Atoem sort Entropy le 22 septembre 2023, sur le label Yotanka Records. Après six ans d’exploration sonore cosmique, le duo de musiques électroniques atteint le firmament du premier album, nouvelle étoile dans une discographie sans faute. Les deux Renno-Nantais y poursuivent le dialogue artistique entre musique et science qui leur est cher, mais aussi l’alliage entre instruments organiques, synthétiseurs analogiques et modulaires qui a fait leur renommée. Rencontre.
De passage à Rennes pour la promotion du premier album d’Atoem, Antoine Talon et Gabriel Renault nous rejoignent en terrasse. Ils semblent bien excités par cette sortie imminente sur laquelle ils travaillent depuis des années. « C’est un tournant dans notre carrière », commence Antoine.
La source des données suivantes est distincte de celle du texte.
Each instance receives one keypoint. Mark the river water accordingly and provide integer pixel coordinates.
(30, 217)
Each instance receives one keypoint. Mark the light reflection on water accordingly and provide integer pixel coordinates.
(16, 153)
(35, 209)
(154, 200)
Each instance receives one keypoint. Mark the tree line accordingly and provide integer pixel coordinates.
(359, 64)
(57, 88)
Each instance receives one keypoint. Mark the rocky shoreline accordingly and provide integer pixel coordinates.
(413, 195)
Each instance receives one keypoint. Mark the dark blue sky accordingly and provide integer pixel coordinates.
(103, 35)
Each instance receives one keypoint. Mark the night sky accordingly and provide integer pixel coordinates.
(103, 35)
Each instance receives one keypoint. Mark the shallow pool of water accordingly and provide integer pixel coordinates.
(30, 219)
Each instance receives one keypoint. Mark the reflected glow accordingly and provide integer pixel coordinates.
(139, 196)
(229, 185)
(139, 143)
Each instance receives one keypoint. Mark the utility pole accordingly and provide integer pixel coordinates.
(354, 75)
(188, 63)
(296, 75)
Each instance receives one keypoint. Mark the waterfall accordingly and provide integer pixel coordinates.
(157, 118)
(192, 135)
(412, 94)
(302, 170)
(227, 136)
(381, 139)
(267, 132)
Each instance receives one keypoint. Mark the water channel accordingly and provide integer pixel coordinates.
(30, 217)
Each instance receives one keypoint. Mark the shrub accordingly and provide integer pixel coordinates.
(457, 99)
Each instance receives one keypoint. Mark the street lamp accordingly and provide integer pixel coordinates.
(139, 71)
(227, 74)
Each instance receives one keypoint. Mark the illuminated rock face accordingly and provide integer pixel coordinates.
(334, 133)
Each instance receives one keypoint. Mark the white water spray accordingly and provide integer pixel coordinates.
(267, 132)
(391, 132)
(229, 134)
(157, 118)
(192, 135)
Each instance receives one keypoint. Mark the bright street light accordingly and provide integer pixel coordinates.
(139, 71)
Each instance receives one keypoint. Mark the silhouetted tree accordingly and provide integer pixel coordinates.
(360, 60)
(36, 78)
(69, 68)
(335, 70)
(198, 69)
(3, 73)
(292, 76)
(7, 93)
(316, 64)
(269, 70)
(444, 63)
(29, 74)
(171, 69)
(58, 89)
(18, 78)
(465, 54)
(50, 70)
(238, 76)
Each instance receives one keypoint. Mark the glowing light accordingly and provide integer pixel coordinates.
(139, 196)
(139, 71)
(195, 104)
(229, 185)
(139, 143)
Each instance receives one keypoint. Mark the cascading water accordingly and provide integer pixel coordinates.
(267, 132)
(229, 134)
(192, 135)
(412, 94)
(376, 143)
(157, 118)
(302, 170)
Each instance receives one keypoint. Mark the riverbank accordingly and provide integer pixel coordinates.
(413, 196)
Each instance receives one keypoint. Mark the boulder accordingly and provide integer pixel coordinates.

La trajectoire d’Atoem débute en 2017, à Rennes. À l’image de leur époque, les deux garçons qui pilotent la fusée sont la somme d’influences variées. Dans la mosaïque musicale de la seconde moitié du XXème siècle, ils puisent aussi bien au rock psychédélique qu’à la disco, à l’italo comme à l’électro et, bien sûr, à la techno. Fascinés par le chant des machines, ils sont tout autant attachés aux instruments qu’ils manient depuis l’adolescence. Ils mêlent dans leurs créations ces objets d’hier et d’aujourd’hui, alliage nouveau où cuivre et cordes font chœur. Repérés par les Trans Musicales à la suite de leur premier EP, Ruins, ils sont accompagnés par le fameux festival rennais en 2018, puis par les Vieilles Charrues en 2019. C’est l’ascension, la tournée des festivals et des salles de concert, les dates à l’étranger, etc.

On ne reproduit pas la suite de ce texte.